For what it's worth, getting the Republicans out is almost certainly what this
stunt is about. Maybe not consciously, but the groundwork of propaganda that
led to villainization of ICE is certainly oriented around combating Trump and
his policies, not actually disbanding ICE. Something like this is a way to
help supporters feel engaged, passionate, and committed to the left's
immigration policies (or at least attacking the right's), so that they will be
more likely to vote and vote favorably in the next election.
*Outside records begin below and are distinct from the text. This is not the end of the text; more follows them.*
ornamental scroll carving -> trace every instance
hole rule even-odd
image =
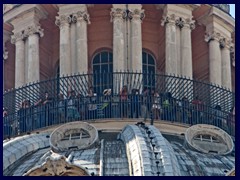
[[[131,20],[140,20],[142,21],[145,17],[144,9],[134,9],[129,10],[128,17]]]
[[[110,12],[110,16],[111,16],[111,22],[113,22],[115,19],[124,20],[127,17],[127,12],[125,9],[112,8]]]
[[[19,40],[25,40],[27,37],[38,34],[40,37],[44,36],[43,33],[44,29],[42,29],[38,25],[32,25],[28,26],[27,28],[23,29],[22,31],[14,33],[14,35],[11,36],[11,43],[15,44]]]
[[[72,18],[70,17],[70,15],[60,15],[56,17],[55,24],[58,27],[62,27],[64,25],[69,25],[71,21],[72,21]]]
[[[161,22],[161,25],[164,26],[167,23],[171,25],[176,25],[180,29],[183,27],[189,27],[191,30],[195,29],[195,21],[191,18],[178,17],[175,14],[164,16]]]
[[[90,24],[90,17],[89,14],[86,11],[78,11],[77,13],[74,13],[72,15],[72,23],[86,21],[87,24]]]

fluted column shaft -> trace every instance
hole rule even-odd
[[[70,22],[69,16],[56,17],[56,25],[60,27],[60,76],[71,74]]]
[[[221,46],[221,43],[220,43]],[[231,41],[222,39],[222,86],[232,90],[231,59],[230,59]]]
[[[27,83],[40,80],[39,35],[28,37],[28,78]]]
[[[24,42],[22,39],[16,41],[15,53],[15,88],[25,84],[25,62],[24,62]]]
[[[113,22],[113,71],[124,70],[124,21],[126,11],[112,8],[111,21]]]
[[[129,18],[131,19],[131,50],[132,50],[132,70],[142,72],[142,20],[144,10],[130,10]]]
[[[88,47],[87,47],[87,24],[90,24],[89,14],[79,11],[74,15],[76,21],[76,47],[77,47],[77,70],[80,73],[88,72]]]
[[[193,70],[191,30],[195,26],[189,19],[185,21],[187,22],[185,22],[181,29],[181,75],[192,79]]]
[[[165,24],[166,31],[166,60],[165,71],[167,74],[177,74],[177,37],[175,15],[164,17],[162,25]]]

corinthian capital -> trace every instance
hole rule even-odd
[[[110,16],[111,16],[111,22],[113,22],[115,19],[124,20],[127,17],[127,12],[125,9],[112,8],[110,12]]]
[[[175,14],[163,16],[162,21],[161,21],[161,25],[164,26],[168,23],[172,24],[172,25],[175,25],[177,19],[178,18],[176,17]]]
[[[206,32],[205,33],[205,41],[206,42],[210,42],[211,40],[216,40],[216,41],[219,41],[221,39],[221,34],[218,33],[218,32]]]
[[[87,11],[78,11],[77,13],[72,15],[72,22],[76,23],[77,21],[85,21],[87,24],[90,24],[90,17]]]
[[[38,34],[40,37],[44,36],[43,33],[44,29],[42,29],[40,26],[38,25],[32,25],[32,26],[28,26],[25,30],[24,30],[24,36],[28,37],[31,36],[33,34]]]
[[[24,31],[16,32],[11,36],[11,43],[15,44],[17,41],[23,40],[24,37]]]
[[[64,25],[69,25],[72,19],[69,15],[60,15],[56,17],[55,24],[61,28]]]
[[[145,17],[145,13],[143,9],[134,9],[134,10],[130,10],[128,13],[128,17],[131,20],[140,20],[142,21]]]
[[[219,46],[222,49],[227,48],[231,51],[231,48],[233,47],[233,43],[231,39],[222,37],[219,39]]]

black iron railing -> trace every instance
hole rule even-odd
[[[124,86],[125,94],[121,93]],[[3,105],[8,115],[3,131],[4,137],[11,137],[76,120],[150,118],[213,124],[235,135],[230,113],[234,99],[234,93],[225,88],[173,75],[80,74],[6,92]]]

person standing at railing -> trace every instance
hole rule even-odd
[[[68,93],[67,99],[67,119],[68,121],[78,120],[80,118],[79,112],[76,108],[76,93],[74,90],[71,90]]]
[[[183,97],[182,100],[179,103],[180,109],[181,109],[181,114],[182,114],[182,121],[183,123],[189,123],[192,113],[190,110],[190,103],[188,101],[187,97]]]
[[[201,124],[203,118],[203,102],[196,96],[192,100],[192,124]]]
[[[128,88],[126,85],[120,90],[121,118],[128,117]]]
[[[58,94],[58,116],[57,116],[57,123],[63,123],[66,120],[66,101],[63,97],[62,93]]]
[[[161,117],[160,117],[160,113],[161,113],[160,96],[155,89],[153,89],[152,91],[153,91],[152,92],[152,94],[153,94],[152,111],[154,114],[154,119],[161,119]]]
[[[232,136],[235,136],[235,107],[232,107],[228,114],[227,129]]]
[[[223,119],[222,108],[220,105],[216,105],[213,109],[213,124],[223,129]]]
[[[80,115],[80,120],[85,120],[85,98],[84,96],[79,93],[77,95],[77,110]]]
[[[132,89],[131,94],[131,118],[138,118],[140,105],[139,105],[139,90]]]
[[[164,100],[162,104],[163,108],[163,119],[170,120],[171,122],[176,121],[176,109],[177,109],[176,99],[172,97],[170,92],[164,95]]]
[[[26,131],[31,132],[33,130],[33,107],[31,106],[30,100],[26,99],[24,101],[24,108],[25,108]]]
[[[101,107],[101,110],[104,112],[104,118],[111,118],[112,114],[112,90],[111,89],[105,89],[103,91],[103,104]]]
[[[147,120],[148,117],[148,104],[149,104],[149,89],[147,87],[144,87],[143,93],[142,93],[142,105],[141,105],[141,117],[144,119],[144,121]]]

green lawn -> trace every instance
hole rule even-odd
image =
Breaking up a contract like this won't directly accomplish any other realistic
political goals.

------
cronix
I'm sure they'll also be disheartened to know that their OS and other
softwares like SQL Server are being used by various militaries around the
world to kill people. And terrorists. How many terrorists are in MS databases?
How can they sleep at night by creating these nefarious tools?

How many other open source projects are used in ways the authors didn't
intend? Lots of military hardware running mysql and the like. "MySQL Cluster
is used by the US Navy to power the flight deck and operations management
system on US Navy aircraft carriers.[1] I wonder how many men, women and
children were killed by aircraft launched from those carriers powered by
mysql.

"The Navy Marine Corps Intranet (NMCI) alone hosts 665 SQL Server databases
and, of course, NCMI is just part of the DOD ecosystem. As a public affairs
spokesperson for the Defense Information Systems Agency said, “[SQL Server]
supports hundreds of applications, including email, content management,
document management, enterprise search, business intelligence and workflow
management.”"[2]

[1]
[https://www.mysql.com/industry/government/](https://www.mysql.com/industry/government/)

[2] [https://fedtechmagazine.com/article/2016/03/army-and-navy-
us...](https://fedtechmagazine.com/article/2016/03/army-and-navy-use-sql-
server-and-battlefield)

Grow up, kids. You can't control what others do with your tech. In fact, you
helped to create this world. Your works are being used for evil. And "this" is
the battle you choose to fight? You're SJW hypocrites.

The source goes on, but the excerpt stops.